Comment: The quality of evidence is downgraded by inconsistency (heterogeneity in patients) indirectness (differences is patients, a threshold of MoCA used in studies is probably not correct) and imprecise results (most of the studies were small).
A Cochrane review [Abstract] 1 included 7 studies with a total of 9422 subjects. Three studies were conducted in memory clinics, two in hospital clinics, none in primary care and two in population-derived samples. The original instructions for use of the MoCA recommended a threshold of 25/26 in order to identify any cognitive impairment but this is not necessarily the optimum threshold for diagnosing dementia, which may be several points lower. Most of studies recruited only small samples, with only one having more than 350 participants. The prevalence of dementia was 22% to 54% in the clinic-based studies, and 5% to 10% in population samples.
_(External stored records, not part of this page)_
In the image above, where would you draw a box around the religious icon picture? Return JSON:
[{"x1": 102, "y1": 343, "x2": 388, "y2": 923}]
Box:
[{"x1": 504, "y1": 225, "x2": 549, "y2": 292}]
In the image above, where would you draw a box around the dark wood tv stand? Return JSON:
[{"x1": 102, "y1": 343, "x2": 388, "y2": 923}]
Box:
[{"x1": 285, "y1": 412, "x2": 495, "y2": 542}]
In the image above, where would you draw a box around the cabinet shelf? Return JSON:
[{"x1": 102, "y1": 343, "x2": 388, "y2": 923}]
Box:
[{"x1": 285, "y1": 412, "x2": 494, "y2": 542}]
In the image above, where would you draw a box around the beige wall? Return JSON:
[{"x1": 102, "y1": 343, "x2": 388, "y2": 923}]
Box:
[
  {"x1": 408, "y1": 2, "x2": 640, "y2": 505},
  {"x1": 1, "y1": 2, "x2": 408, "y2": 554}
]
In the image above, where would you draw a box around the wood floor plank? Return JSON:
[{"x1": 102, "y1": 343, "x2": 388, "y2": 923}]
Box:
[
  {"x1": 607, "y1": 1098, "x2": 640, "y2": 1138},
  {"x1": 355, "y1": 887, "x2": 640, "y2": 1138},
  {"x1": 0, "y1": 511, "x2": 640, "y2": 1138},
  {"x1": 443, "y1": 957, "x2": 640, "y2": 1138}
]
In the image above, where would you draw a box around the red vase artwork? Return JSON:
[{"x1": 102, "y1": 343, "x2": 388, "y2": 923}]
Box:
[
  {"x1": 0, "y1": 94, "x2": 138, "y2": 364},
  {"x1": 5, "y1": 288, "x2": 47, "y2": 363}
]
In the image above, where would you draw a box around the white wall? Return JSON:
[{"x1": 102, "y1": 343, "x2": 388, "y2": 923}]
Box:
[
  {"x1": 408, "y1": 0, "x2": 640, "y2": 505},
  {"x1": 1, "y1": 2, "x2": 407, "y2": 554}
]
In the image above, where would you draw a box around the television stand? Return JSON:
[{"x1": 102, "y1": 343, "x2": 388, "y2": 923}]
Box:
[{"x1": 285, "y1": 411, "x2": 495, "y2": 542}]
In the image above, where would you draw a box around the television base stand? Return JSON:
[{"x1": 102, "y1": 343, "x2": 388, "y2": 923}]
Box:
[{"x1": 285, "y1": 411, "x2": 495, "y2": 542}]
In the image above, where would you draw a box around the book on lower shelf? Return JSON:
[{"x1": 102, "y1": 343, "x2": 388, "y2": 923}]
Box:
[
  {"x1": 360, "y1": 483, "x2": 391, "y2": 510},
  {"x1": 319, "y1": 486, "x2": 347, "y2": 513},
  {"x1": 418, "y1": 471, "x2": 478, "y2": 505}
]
In the four studies that used the recommended threshold score of 26 or over indicating normal cognition, the MoCA had high sensitivity of 0.94 or more but low specificity of 0.60 or less.
Further studies that do not recruit participants based on diagnoses already present (case-control design) but apply diagnostic tests and reference standards prospectively are required. Thresholds lower than 26 are likely to be more useful for optimal diagnostic accuracy of MoCA in dementia, but this requires confirmation in further studies.